No ano em que se celebra o 20º aniversário da RAEM, o território volta a também a acolher um novo Encontro das Comunidades Macaenses, para o qual estão inscritas 1.310 pessoas. Os encontros, que decorrem desde 1993, mantêm como padrão o reencontro às raízes, mas a tónica começa também a ser posta nos jovens. Apesar das dificuldades associadas ao distanciamento nas segundas e terceiras gerações, Leonel Alves, presidente do Conselho Geral do Conselho das Comunidades Macaenses, destacou, em entrevista ao Jornal TRIBUNA DE MACAU, o papel que as Casas de Macau têm tido na ligação ao berço da comunidade
Salomé Fernandes
-O primeiro Encontro das Comunidades Macaenses realizou-se em 1993, o mesmo ano em que se deu a promulgação da Lei Básica. O que motivou o surgimento dos encontros?
-Não participei na génese desta ideia, de reunir as diversas comunidades macaenses da diáspora periodicamente em Macau, no seu berço, mas presumo que houve intervenção de macaenses, designadamente Jorge Rangel, (…) porque é uma personalidade muito ligada à diáspora macaense. Em 1993, Macau já estava em período de transição.
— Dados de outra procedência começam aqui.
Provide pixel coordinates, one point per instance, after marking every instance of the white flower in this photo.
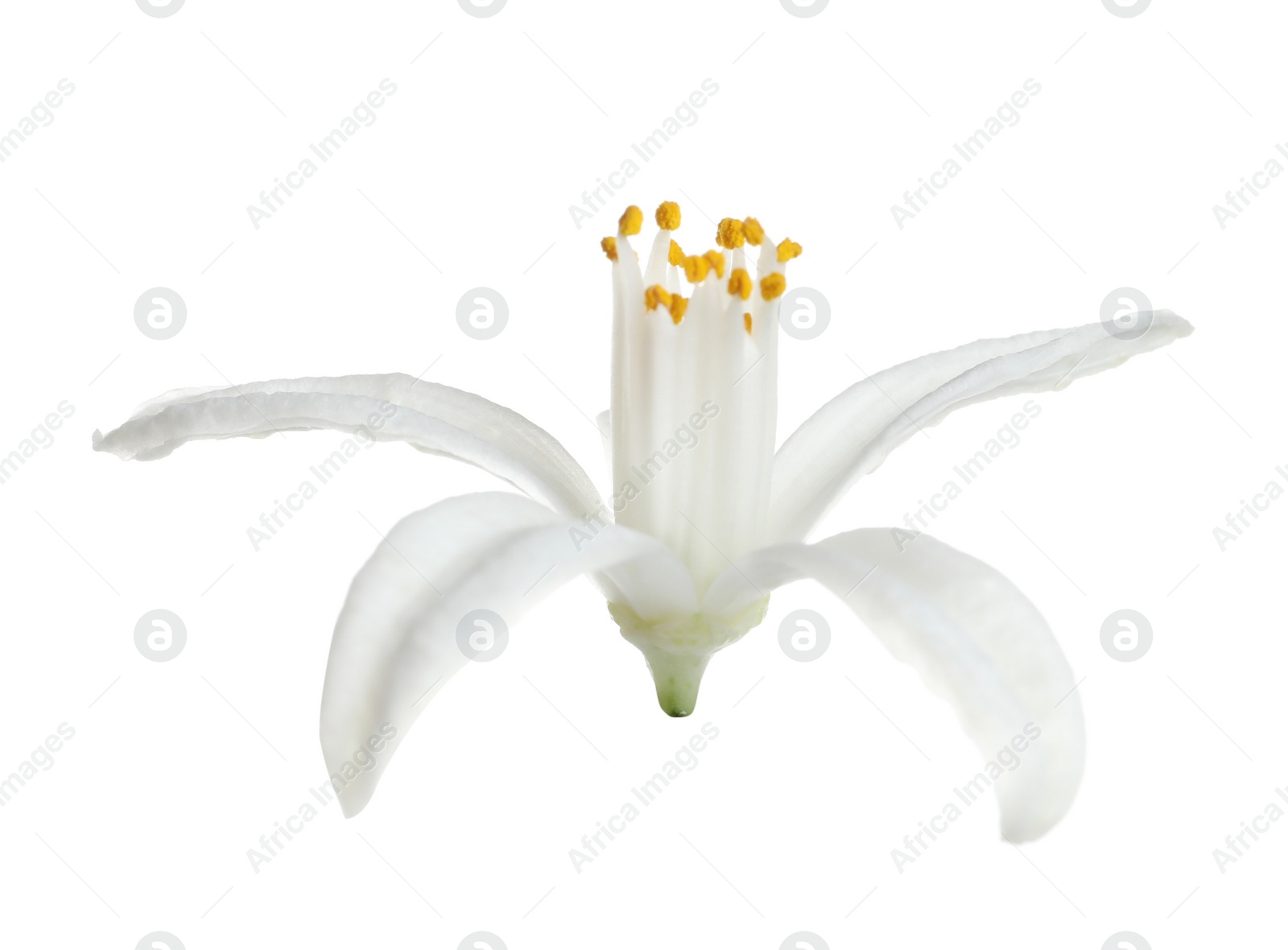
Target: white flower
(705, 519)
Julgo que foi uma ideia no sentido de perpetuar a presença macaense em Macau. Perpetuar no sentido de relembrar as suas raízes, por um lado, e por outro, encarar o futuro desta comunidade num período de transição em que estava tudo muito incerto, apesar de haver Declaração Conjunta, Lei Básica, um conjunto de textos formais que nos davam segurança da continuidade em Macau desta nossa comunidade, mas que no psíquico das pessoas havia sempre algum elemento, algum factor perturbador motivado pela natural incerteza do porvir. Creio que esta foi a razão de ser dos encontros no período de transição, dos encontros realizados sob os auspícios da administração portuguesa.
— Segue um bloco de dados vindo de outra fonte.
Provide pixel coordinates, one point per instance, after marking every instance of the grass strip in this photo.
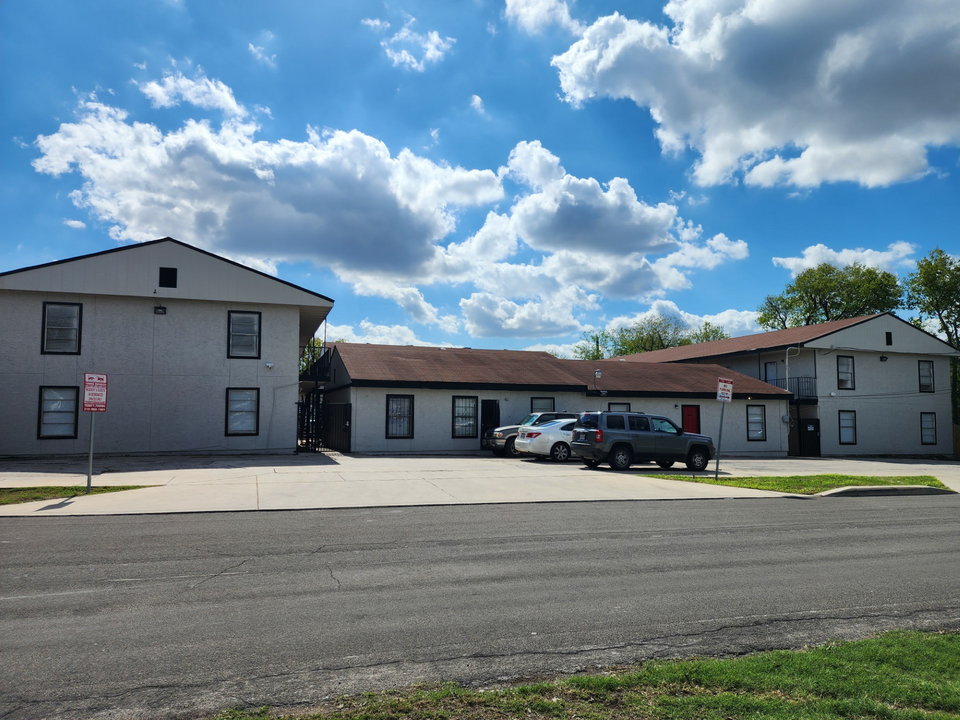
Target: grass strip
(807, 484)
(11, 496)
(895, 676)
-Qual foi a primeira vez que participou?
-A primeira vez que participei foi com a criação do Conselho das Comunidades Macaenses. Foi nessa altura que, como presidente do Conselho Geral – uma espécie de Assembleia Geral – do Conselho das Comunidades Macaenses, comecei a ter uma intervenção mais próxima, apesar de não ser membro do Executivo do Conselho das Comunidades. (…) Mas no tempo de José Manuel Oliveira Rodrigues, na altura o presidente da Comissão Executiva, e agora Luís Sales Marques, houve sempre um acompanhamento do evoluir do modelo destes encontros e também dos contactos com as autoridades de Macau para garantir o apoio, nomeadamente pecuniário, para que houvesse uma maior vinda de macaenses da diáspora. Isto aconteceu já com o Conselho das Comunidades Macaenses.
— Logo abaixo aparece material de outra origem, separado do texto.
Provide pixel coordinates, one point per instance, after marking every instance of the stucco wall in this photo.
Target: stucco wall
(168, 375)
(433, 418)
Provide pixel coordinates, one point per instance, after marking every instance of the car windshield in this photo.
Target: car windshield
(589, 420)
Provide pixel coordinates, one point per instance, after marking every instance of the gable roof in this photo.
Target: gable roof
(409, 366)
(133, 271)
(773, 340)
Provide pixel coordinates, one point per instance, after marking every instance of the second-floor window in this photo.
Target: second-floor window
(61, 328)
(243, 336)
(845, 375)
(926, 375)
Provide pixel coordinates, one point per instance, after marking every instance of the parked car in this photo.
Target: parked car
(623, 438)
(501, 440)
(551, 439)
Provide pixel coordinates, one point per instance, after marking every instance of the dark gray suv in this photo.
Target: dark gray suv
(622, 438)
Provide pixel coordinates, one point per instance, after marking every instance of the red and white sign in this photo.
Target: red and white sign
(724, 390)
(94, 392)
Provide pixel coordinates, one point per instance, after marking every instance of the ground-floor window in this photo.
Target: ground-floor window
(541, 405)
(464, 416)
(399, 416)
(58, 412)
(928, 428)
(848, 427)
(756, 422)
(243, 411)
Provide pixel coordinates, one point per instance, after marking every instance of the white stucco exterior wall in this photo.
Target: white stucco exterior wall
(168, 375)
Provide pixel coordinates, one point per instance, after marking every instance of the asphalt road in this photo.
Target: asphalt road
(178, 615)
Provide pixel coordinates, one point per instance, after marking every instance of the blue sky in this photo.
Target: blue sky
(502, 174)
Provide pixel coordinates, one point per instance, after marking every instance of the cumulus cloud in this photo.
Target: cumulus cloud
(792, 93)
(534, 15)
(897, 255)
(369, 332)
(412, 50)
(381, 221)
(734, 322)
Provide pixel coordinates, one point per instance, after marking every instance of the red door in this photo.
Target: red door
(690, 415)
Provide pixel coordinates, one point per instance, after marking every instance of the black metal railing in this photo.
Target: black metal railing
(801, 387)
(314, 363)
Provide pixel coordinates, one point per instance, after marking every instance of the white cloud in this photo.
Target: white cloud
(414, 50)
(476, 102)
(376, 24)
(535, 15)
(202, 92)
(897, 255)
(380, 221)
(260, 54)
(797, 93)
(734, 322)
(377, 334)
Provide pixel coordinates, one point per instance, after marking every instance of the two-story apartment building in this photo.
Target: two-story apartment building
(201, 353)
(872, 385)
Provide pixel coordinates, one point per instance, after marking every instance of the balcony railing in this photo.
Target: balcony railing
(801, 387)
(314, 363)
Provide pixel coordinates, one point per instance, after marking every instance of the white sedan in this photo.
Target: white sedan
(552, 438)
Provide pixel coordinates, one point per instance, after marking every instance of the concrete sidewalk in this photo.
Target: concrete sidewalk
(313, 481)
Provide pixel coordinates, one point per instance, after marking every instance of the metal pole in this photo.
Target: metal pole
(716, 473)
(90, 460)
– Este apoio tem sido constante ou tem havido alterações ao nível das contribuições?
-O apoio tem sido contínuo, quer do Chefe do Executivo, dos Secretários na área da cultura, ou do membro financiador que é a Fundação Macau. E também um apoio grande das autoridades do Governo Central em Macau, que é o Gabinete de Ligação do Governo Central para os assuntos de Macau. Também tem havido este apoio dos residentes chineses de Macau, dos membros dos deputados da Assembleia Popular Nacional da China e dos membros da Conferência Consultiva Política do Povo Chinês. Houve sempre um carinho muito grande por parte das autoridades de Macau e pessoas ligadas à China, ao Governo Central, e também do povo em geral aqui em Macau. Há uma receptividade muito grande e apraz registar este facto. Não vejo nenhum chinês de Macau que tivesse levantado a voz contra a realização destes eventos. De repente vê mais mil macaenses a circular pelas ruas, a frequentar restaurantes, a revisitar monumentos, a encontrar os seus amigos, os abraços fraternais que se dão no meio das ruas… Não há nenhuma oposição, antes pelo contrário, há um carinho muito grande. Há um incentivo até muito grande para que estes eventos continuem e haja cada vez uma maior participação.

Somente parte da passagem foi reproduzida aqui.